Labor is closer to being a government-in-waiting than opinion polls suggest after a successful first day of party leadership in Davos.
British business magnates and bankers said Labor leader Keir Starmer and his shadow chancellor, Rachel Reeves, were impressed when they tried to show the opposition was “open for business”.
Starmer and Reeves met with executives and investors to explain their plans and find support. A senior banker who saw the party leader at a private breakfast attended by several executives on Thursday morning said the general impression was that he was “shocking”. Starmer was later introduced on the panel as Great Britain’s “next possible prime minister”.
Another business leader who asked not to be named said the free invitation to the World Economic Forum’s annual meeting shows that the opinion makers who run Davos take the party seriously.
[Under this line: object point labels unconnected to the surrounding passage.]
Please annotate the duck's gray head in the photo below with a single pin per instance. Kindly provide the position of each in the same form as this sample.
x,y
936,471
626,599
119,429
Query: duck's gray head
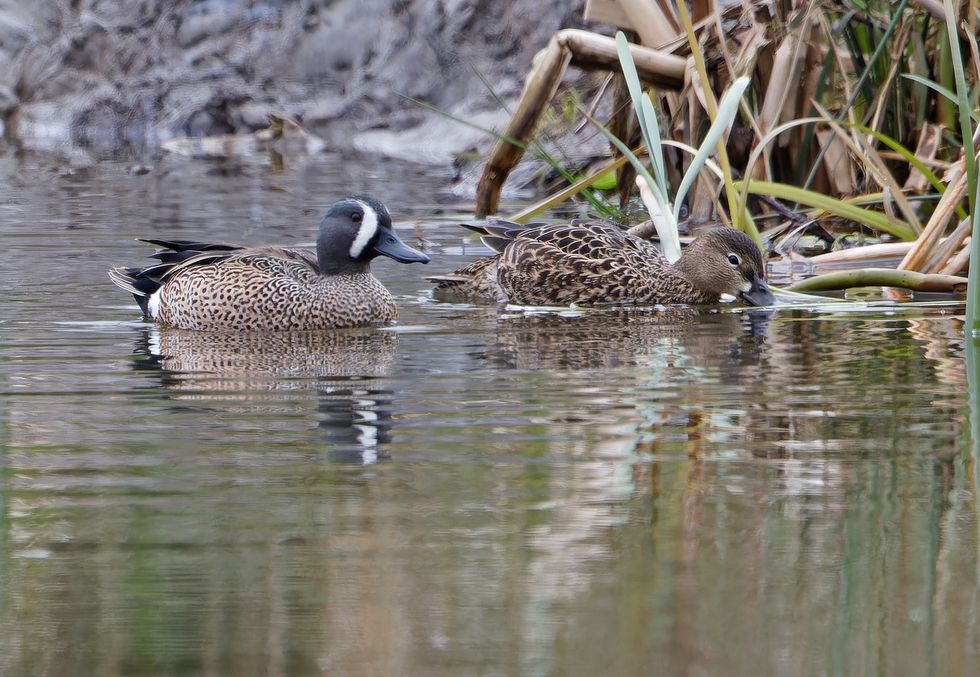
x,y
727,261
355,231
They drew comparisons with invitations to senior Conservatives before they won the 2010 election.
The government has only sent a minimal delegation to Davos this year, with Business Secretary Grant Shapps and International Trade Secretary Kemi Badenoch taking over from Prime Minister Rishi Sunak. The two parties competed for the business vote, which turned out to be key to Labor’s victory in the 1997 election under Tony Blair.
‘Trust Discount’
The business community is frustrated with the Conservative government after a year of political turmoil that saw three prime ministers and four chancellors. There are no growth plans and the UK is lagging behind the US and Europe, they say.